Douglas Charles Granum’s 1988 sculpture “Locomotive Monument” predates the grand revival of Tacoma’s downtown. The sculpture is a jumble of geometry and bright color that has seen it all: the coming of UW Tacoma, the building of the new Tacoma Art Museum and the rising of the crooked cone of the Museum of Glass.
Set in place in an odd little plot of municipal no-man’s land during the administration of mayor Doug Sutherland, “Locomotive Monument” pays homage to Tacoma’s railroading heritage. The site even overlooks the sets of parallel train tracks that run alongside Dock Street down below.
Originally from the coalmining town of Beaula, ND, Granum received his Bachelor of Fine Arts degree from the University of Washington in 1970. Since the creation of “Locomotive Monument” Granum has gone on to leave his mark on Tacoma with a number of other public art work including the bronze masks, carved stone work, wall plates and stainless steel street banners found in the Theater District. He is also the man behind “The Eagles Nest,” the garish rock pile, waterfall and eagle sculpture that functions as the 40th street entrance to University Place.

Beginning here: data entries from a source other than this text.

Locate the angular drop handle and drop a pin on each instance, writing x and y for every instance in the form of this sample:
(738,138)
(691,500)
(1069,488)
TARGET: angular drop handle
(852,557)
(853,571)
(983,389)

“Locomotive Monument” is a creature of its era. Standing 19 feet tall and 32 feet long, it is made of steel and baked polychromatic porcelain. Its 17 colors and explosion of geometric shapes are a blast from the 1980s - like a visual manifestation of a song by Adam Ant.
A great red slab rests on top and a big blue square frames the back of a busy center of zig-zagging colors that sit upon a set of wheels that are a series of concentric circles in vibrant colors. As its name suggests, the sculpture is a semi-abstract version of an old steam locomotive mounted upon a concrete base. The whole affair is set in the middle of a pedestrian roundabout edged by a semicircle of pleasant benches (that are almost always vacant). The site might be inviting were it not that it is an island in the middle of a network of busy streets, including the entry ramp to I-705.
Many there are who have breezed by in their cars and thought, perhaps, that this jumble of gaudy color is a dinosaur of the 1980s. It is safe to speculate that relatively few have ventured over from the main drag (Pacific Avenue) to spend a little time in this pocket park. On foot, however, the monument has more the feel of an old friend - familiar but taken for granted. This was, when all is said and done, the first bold splash of color - the first bold brush stroke - of the downtown revival.
Up close, “Locomotive Monument” does play well with its environment. From one side there is a screen of evergreens to paint a meditative backdrop to the busy color. From another vantage, the monument holds its own against the geometric forms of the buildings climbing up the slopes of our City of Destiny.
“Locomotive Monument” is perhaps most easily approached by walking a block north from the Tacoma Art Museum. TAM visitors would be well advised to make the excursion and pay homage to Granum’s brash, early splash into the public culture of our city.